Vampeta, Dunga e Galvão Bueno, Renato Gaúcho, Romário e Vanderlei Luxemburgo são os novos comentaristas com DNA de parcas do Neymar. O alvo deles é obviamente Carlos Ancelotti. Falta pouco para a Copa.Na resenha que vi só escapava o Casa Grande Em outras, o Mauro Cesar e o Juca Kfouri ( este diz que Neymar envenenará o ambiente, eu diria que já está envenenando). Os parças da imprensa parecem dispostos a infernizar Ancelotti até no avião rumo à Copa.
O tema de uma das resenhas era meio ridículo a essa altura com com a bola quase rolando. Queriam um treinador tupiniquim para trazer de volta a " identidade do futebol brasileiro", seja lá o que isso signifique para o futebol moderno. Há muito tempo essa "identidade" ganha e vive no euro.
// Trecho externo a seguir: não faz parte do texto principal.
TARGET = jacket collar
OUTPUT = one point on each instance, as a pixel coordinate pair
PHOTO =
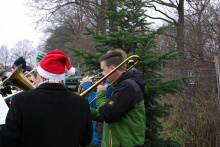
(52, 86)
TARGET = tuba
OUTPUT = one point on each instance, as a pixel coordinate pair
(19, 80)
(127, 60)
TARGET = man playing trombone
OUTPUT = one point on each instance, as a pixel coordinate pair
(123, 112)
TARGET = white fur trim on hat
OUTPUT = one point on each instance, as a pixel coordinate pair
(48, 75)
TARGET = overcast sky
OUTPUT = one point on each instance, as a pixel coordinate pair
(16, 25)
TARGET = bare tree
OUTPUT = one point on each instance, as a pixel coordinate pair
(4, 55)
(23, 49)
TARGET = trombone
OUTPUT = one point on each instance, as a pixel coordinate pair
(89, 90)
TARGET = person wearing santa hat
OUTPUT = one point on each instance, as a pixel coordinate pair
(50, 115)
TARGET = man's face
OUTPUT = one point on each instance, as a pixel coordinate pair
(106, 70)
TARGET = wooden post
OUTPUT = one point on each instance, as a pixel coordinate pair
(217, 68)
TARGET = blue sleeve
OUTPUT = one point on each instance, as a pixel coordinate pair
(91, 96)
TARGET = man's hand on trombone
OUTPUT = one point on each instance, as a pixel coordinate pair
(102, 87)
(86, 79)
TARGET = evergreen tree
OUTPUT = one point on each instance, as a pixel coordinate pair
(132, 34)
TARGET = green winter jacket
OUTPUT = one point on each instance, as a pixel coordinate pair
(124, 112)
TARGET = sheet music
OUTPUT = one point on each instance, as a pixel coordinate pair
(3, 110)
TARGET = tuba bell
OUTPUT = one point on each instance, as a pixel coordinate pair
(19, 80)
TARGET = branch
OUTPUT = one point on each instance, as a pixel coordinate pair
(163, 14)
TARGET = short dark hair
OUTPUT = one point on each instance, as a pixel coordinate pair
(112, 58)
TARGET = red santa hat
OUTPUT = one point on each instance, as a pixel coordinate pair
(53, 65)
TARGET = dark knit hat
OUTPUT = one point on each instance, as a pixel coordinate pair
(40, 56)
(20, 61)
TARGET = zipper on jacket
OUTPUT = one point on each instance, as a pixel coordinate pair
(110, 138)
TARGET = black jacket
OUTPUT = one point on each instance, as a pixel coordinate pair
(48, 116)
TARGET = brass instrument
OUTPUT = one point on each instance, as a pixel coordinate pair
(80, 89)
(29, 74)
(19, 80)
(89, 90)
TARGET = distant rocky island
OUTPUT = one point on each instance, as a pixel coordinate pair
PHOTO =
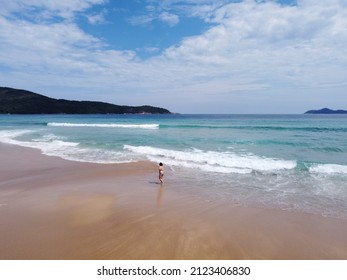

E mesmo ganhando em euro, muitos jogadores sofrem pressão dos treinadores para manter suas características individuais, ou, no mínimo, torná-las mais efetivas para o jogo coletivo. Não só isso, o futebol evoluiu. Os treinadores europeus levam vantagem porque estão na beira do campo e das novidades táticas. Os daqui estão a milhares de quilômetros. Até um Romário, que alugava um airbnb na grande área quando jogou na Europa, deveria, hoje, mostrar mais mobilidade. É o que os jovens brasileiros aprendem ao chegar na Espanha e Inglaterra aos 18 ou 19 anos. Aconteceu com Vini Jr, com Rodrygo, está acontecendo com Hendricks e Estêvão. Por isso, treinadores brasileiros não emplacaram na Europa, não deixaram marcas. O próximo a ir deverá ser o Felipe Luís. A ver.
Vanderlei Luxemburgo passou rapidamente pelo Real Madrid;Felipão pelo Chelsea; Ricardo Gomes pelo PSG, Bordeaux e Monaco; Leonardo pelo Milan e Inter de Milão, Zico no Fenerbahçe, CSKA e Olympiacos; Parreira pelo Valencia e por aí vai. Nenhum deles esquentou cadeira.